Apache Lucene Migration Guide

Changed SPI lookups for codecs and analysis changed (LUCENE-7873)

Due to serious problems with context class loaders in several frameworks (OSGI, Java 9 Jigsaw), the lookup of Codecs, PostingsFormats, DocValuesFormats and all analysis factories was changed to only inspect the current classloader that defined the interface class (lucene-core.jar). Normal applications should not encounter any issues with that change, because the application classloader (unnamed module in Java 9) can load all SPIs from all JARs from classpath.

For any code that relies on the old behaviour (e.g., certain web applications or components in application servers) one can manually instruct the Lucene SPI implementation to also inspect the context classloader. To do this, add this code to the early startup phase of your application before any Apache Lucene component is used:

ClassLoader cl = Thread.currentThread().getContextClassLoader();
// Codecs:
PostingsFormat.reloadPostingsFormats(cl);
DocValuesFormat.reloadDocValuesFormats(cl);
Codec.reloadCodecs(cl);
// Analysis:
CharFilterFactory.reloadCharFilters(cl);
TokenFilterFactory.reloadTokenFilters(cl);
TokenizerFactory.reloadTokenizers(cl);

This code will reload all service providers from the given class loader (in our case the context class loader). Of course, instead of specifying the context class loader, it is receommended to use the application's main class loader or the module class loader.

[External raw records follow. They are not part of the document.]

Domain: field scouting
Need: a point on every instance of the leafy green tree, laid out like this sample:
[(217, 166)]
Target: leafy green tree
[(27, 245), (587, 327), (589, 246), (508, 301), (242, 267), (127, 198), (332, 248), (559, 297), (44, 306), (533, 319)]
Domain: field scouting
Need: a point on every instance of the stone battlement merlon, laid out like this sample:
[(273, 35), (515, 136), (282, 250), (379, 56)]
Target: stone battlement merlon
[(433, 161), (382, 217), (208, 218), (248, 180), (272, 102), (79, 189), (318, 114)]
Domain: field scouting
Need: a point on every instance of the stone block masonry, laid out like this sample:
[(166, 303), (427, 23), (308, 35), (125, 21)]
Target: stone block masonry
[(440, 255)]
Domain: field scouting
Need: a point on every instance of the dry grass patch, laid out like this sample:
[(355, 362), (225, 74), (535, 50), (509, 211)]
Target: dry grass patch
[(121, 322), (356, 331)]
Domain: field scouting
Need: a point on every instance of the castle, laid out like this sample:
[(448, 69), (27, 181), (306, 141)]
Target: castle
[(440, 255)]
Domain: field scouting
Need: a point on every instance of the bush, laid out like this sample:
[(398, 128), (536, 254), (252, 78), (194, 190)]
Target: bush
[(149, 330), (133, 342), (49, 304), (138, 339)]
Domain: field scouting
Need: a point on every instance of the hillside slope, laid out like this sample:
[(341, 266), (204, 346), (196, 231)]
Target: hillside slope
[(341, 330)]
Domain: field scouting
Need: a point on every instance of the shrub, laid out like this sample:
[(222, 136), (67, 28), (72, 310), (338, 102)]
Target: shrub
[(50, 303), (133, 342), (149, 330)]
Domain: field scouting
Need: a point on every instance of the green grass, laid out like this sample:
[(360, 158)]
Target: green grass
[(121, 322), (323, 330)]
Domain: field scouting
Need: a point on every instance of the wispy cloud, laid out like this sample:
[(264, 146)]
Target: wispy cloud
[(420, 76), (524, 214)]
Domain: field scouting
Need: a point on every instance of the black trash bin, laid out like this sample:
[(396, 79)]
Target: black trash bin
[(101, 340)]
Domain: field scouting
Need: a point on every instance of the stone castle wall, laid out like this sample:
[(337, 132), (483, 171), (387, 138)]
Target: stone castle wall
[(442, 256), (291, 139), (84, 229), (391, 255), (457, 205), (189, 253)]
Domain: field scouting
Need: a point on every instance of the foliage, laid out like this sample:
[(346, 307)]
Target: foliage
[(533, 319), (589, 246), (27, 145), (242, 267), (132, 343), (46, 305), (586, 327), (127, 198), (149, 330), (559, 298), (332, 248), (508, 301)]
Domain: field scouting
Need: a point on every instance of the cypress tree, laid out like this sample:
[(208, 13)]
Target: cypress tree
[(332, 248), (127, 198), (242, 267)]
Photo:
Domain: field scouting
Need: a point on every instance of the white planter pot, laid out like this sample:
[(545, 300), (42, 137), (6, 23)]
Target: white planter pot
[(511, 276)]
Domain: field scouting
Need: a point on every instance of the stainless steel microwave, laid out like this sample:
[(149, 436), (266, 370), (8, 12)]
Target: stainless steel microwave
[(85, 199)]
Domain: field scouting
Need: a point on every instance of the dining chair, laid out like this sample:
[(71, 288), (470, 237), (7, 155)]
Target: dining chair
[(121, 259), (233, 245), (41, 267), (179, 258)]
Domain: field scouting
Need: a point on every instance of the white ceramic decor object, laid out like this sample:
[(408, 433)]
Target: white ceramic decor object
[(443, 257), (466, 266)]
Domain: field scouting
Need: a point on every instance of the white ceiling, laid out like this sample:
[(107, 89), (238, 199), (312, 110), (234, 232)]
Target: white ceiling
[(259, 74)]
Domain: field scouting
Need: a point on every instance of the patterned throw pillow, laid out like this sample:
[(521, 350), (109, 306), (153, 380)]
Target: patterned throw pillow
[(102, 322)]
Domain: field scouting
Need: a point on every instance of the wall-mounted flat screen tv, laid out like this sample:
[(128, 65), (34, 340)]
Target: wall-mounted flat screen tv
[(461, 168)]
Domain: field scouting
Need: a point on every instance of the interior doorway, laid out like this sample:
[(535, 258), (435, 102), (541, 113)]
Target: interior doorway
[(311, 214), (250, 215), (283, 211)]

If you are migrating your project to Java 9 Jigsaw module system, keep in mind that Lucene currently does not yet support module-info.java declarations of service provider impls (provides statement). It is therefore recommended to keep all of Lucene in one Uber-Module and not try to split Lucene into several modules. As soon as Lucene will migrate to Java 9 as minimum requirement, we will work on improving that.

For OSGI, the same applies. You have to create a bundle with all of Lucene for SPI to work correctly.

CustomAnalyzer resources (LUCENE-7883)##

Lucene no longer uses the context class loader when resolving resources in CustomAnalyzer or ClassPathResourceLoader. Resources are only resolved against Lucene's class loader by default. Please use another builder method to change to a custom classloader.

Query.hashCode and Query.equals are now abstract methods (LUCENE-7277)

Any custom query subclasses should redeclare equivalence relationship according to the subclass's details. See code patterns used in existing core Lucene query classes for details.

CompressionTools removed (LUCENE-7322)

Per-field compression has been superseded by codec-level compression, which has the benefit of being able to compress several fields, or even documents at once, yielding better compression ratios. In case you would still like to compress on top of the codec, you can do it on the application side by using the utility classes from the java.util.zip package.

Explanation.toHtml() removed (LUCENE-7360)

Clients wishing to render Explanations as HTML should implement their own utilities for this.

Similarity.coord and BooleanQuery.disableCoord removed (LUCENE-7369)

Coordination factors were a workaround for the fact that the ClassicSimilarity does not have strong enough term frequency saturation. This causes disjunctions to get better scores on documents that have many occurrences of a few query terms than on documents that match most clauses, which is most of time undesirable. The new BM25Similarity does not suffer from this problem since it has better saturation for the contribution of the term frequency so the coord factors have been removed from scores. Things now work as if coords were always disabled when constructing boolean queries.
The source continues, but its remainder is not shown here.